We can omit the start or end:

my_list[:3]
[1, 2, 'THREE']
my_list[3:]
[4, 0.5]
my_list[:] # *almost* same as my_list - more details next week
[1, 2, 'THREE', 4, 0.5]

Strings behave the same as lists and tuples when it comes to indexing and slicing.

alphabet = "abcdefghijklmnopqrstuvwxyz"
alphabet[0]
'a'
alphabet[-1]
'z'
alphabet[-3]
'x'
alphabet[:5]
'abcde'
alphabet[12:20]
'mnopqrst'

List Methods#

  • A list is an object and it has methods for interacting with its data.

  • For example, list.append(item) appends an item to the end of the list.

  • See the documentation for more list methods.

primes = [2,3,5,7,11]
primes
[2, 3, 5, 7, 11]
len(primes)
5
primes.append(13)
primes
[2, 3, 5, 7, 11, 13]
len(primes)
6
max(primes)
13
min(primes)
2
sum(primes)
41
[1,2,3] + ["Hello", 7]
[1, 2, 3, 'Hello', 7]

Sets#

  • Another built-in Python data type is the set, which stores an un-ordered list of unique items.

  • More on sets in DSCI 512.

s = {2,3,5,11}
s
{2, 3, 5, 11}
{1,2,3} == {3,2,1}
True
[1,2,3] == [3,2,1]
False
s.add(2) # does nothing
s
{2, 3, 5, 11}
s[0]
---------------------------------------------------------------------------
TypeError                                 Traceback (most recent call last)
<ipython-input-125-c9c96910e542> in <module>
----> 1 s[0]

TypeError: 'set' object is not subscriptable

Above: throws an error because elements are not ordered.

Mutable vs. Immutable Types#

  • Strings and tuples are immutable types which means they cannot be modified.

  • Lists are mutable and we can assign new values for its various entries.

  • This is the main difference between lists and tuples.
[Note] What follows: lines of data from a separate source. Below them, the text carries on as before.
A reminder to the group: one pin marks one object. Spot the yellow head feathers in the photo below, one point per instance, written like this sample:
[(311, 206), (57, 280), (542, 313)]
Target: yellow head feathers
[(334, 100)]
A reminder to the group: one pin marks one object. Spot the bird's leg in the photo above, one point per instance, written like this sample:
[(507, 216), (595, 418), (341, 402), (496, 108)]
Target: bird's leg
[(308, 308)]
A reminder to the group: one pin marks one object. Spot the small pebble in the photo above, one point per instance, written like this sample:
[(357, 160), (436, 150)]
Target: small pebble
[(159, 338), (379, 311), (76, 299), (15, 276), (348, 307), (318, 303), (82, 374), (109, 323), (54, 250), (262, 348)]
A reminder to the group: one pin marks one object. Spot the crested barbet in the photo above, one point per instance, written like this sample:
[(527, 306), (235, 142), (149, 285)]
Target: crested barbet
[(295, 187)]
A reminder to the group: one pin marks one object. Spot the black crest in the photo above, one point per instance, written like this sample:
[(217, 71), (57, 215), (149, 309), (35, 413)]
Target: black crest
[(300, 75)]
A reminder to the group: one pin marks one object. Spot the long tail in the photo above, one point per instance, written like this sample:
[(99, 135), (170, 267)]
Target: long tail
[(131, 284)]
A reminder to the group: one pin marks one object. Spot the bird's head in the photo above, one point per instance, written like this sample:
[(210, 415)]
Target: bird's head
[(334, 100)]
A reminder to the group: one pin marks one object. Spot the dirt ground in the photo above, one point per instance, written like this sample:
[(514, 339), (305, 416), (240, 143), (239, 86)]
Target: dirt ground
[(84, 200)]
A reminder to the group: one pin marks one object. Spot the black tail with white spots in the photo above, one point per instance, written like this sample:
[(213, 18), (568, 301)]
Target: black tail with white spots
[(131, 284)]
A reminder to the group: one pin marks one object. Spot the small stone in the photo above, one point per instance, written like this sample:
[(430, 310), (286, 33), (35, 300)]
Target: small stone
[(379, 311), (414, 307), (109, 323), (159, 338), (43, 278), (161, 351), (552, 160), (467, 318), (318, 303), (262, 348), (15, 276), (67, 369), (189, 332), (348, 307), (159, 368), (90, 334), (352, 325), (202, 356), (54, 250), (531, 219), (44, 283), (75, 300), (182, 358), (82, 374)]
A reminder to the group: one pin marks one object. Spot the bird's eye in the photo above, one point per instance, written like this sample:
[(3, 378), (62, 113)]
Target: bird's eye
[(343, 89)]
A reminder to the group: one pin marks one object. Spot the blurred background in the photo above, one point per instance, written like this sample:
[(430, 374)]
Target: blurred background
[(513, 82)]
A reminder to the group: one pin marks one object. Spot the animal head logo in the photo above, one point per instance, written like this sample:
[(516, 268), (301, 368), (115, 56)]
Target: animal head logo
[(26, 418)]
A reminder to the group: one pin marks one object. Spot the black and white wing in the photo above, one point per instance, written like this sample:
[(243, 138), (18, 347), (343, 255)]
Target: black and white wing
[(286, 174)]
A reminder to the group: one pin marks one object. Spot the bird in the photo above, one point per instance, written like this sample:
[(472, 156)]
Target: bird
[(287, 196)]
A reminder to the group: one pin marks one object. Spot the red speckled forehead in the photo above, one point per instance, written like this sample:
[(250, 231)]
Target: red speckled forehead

names_list = ["Indiana","Fang","Linsey"]
names_list
['Indiana', 'Fang', 'Linsey']
names_list[0] = "Cool guy"
names_list
['Cool guy', 'Fang', 'Linsey']
names_tuple = ("Indiana","Fang","Linsey")
names_tuple
('Indiana', 'Fang', 'Linsey')
names_tuple[0] = "Not cool guy"
---------------------------------------------------------------------------
TypeError                                 Traceback (most recent call last)
<ipython-input-130-bd6a1b77b220> in <module>
----> 1 names_tuple[0] = "Not cool guy"

TypeError: 'tuple' object does not support item assignment

Same goes for strings. Once defined we cannot modifiy the characters of the string.

my_name = "Mike"
my_name[-1] = 'q'
---------------------------------------------------------------------------
TypeError                                 Traceback (most recent call last)
<ipython-input-132-94c4564b18e3> in <module>
----> 1 my_name[-1] = 'q'

TypeError: 'str' object does not support item assignment
x = ([1,2,3],5)
x[1] = 7
---------------------------------------------------------------------------
TypeError                                 Traceback (most recent call last)
<ipython-input-138-415ce6bd0126> in <module>
----> 1 x[1] = 7

TypeError: 'tuple' object does not support item assignment
x
([1, 2, 3], 5)
x[0][1] = 4
x
([1, 4, 3], 5)

Break (5 min)#

String Methods (5 min)#

  • There are various useful string methods in Python.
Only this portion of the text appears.